Clearly compensating

Clearly compensating

Genetic compensation by transcriptional adaptation is a process whereby knocking out a gene (e.g by CRISPR or TALEN) results in the deregulation of genes that make up for the loss of gene function.

A 2015 study by Rossi et al. (discussed previously) alerted researchers that CRISPR/TALEN knock-out experiments may be subject to such effects.

Genetic adaption or compensation had been well known to mouse researchers creating knock-out lines.  In fact, one of our company founders also ran into this when trying to confirm an RNAi phenotype in a knock-out mouse line.  The knock-out mice, though not completely healthy, did not confirm the RNAi phenotype.

A paper published a couple years before the Rossi paper also showed clearly that knock-outs can create off-target effects via transcriptional adaptation.
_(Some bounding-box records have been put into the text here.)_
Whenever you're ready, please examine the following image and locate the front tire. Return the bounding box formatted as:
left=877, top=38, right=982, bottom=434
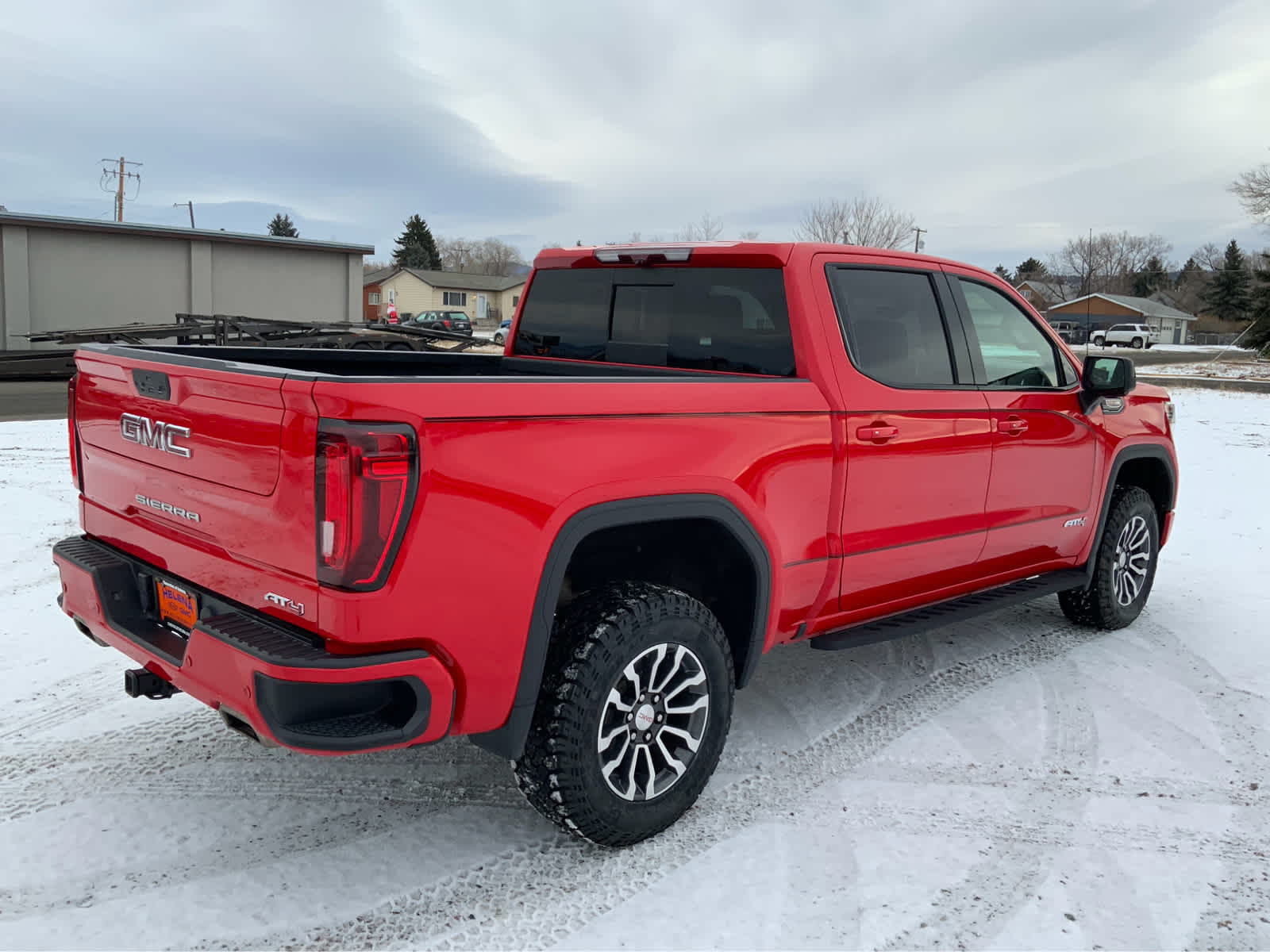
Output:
left=1058, top=486, right=1160, bottom=631
left=516, top=582, right=734, bottom=846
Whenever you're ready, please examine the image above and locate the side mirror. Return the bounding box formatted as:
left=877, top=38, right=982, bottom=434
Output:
left=1081, top=355, right=1138, bottom=413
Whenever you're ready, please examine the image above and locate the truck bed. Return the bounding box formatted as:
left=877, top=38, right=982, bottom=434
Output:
left=102, top=344, right=768, bottom=381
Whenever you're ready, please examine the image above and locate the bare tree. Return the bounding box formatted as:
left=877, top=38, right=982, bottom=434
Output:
left=1228, top=163, right=1270, bottom=226
left=437, top=237, right=525, bottom=275
left=437, top=236, right=476, bottom=271
left=1191, top=241, right=1226, bottom=271
left=1049, top=231, right=1173, bottom=296
left=794, top=195, right=917, bottom=248
left=472, top=239, right=525, bottom=277
left=673, top=212, right=722, bottom=241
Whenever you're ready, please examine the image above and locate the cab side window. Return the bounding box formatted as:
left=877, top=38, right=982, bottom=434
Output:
left=828, top=265, right=956, bottom=390
left=957, top=278, right=1075, bottom=389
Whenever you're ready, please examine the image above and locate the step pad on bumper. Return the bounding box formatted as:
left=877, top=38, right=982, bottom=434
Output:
left=53, top=537, right=455, bottom=753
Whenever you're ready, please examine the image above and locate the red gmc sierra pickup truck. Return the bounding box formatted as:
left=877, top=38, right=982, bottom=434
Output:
left=53, top=243, right=1177, bottom=846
Hall et al. showed with an siRNA screen that the centrosomal protein Azi1 was required for ciliogenesis in mouse fibroblasts, confirming previous work in zebrafish and fly.

Their Azi1 siRNA targeted the 3′ UTR, and they were able to rescue the phenotype with a plasmid expressing just the CDS (bar at far right), confirming that their phenotype was due to on-target knockdown:

However, knock-out mouse embryonic fibroblast cells (created by gene trapping) did not show any differences in in the number of cilia, centrosomes, or centrioles compared to wildtype (+/+ is wild type, Gt/Gt is the homozygous knock-out):

The one phenotypic difference they observed was that male knock-out mice were infertile, due to defective formation of sperm flagella.  Female mice had normal fertility.  Both were compensating, but only one showed a visible phenotype.

The authors note the benefits of RNAi in comparison to knock-out screening:

Discrepancies between the phenotypic severity observed with siRNA knock-down versus genetic deletion has previously been attributed to the acute nature of knock-down, allowing less time for compensation to occur

The excitement surrounding CRISPR should not diminish the continued value of RNAi screening.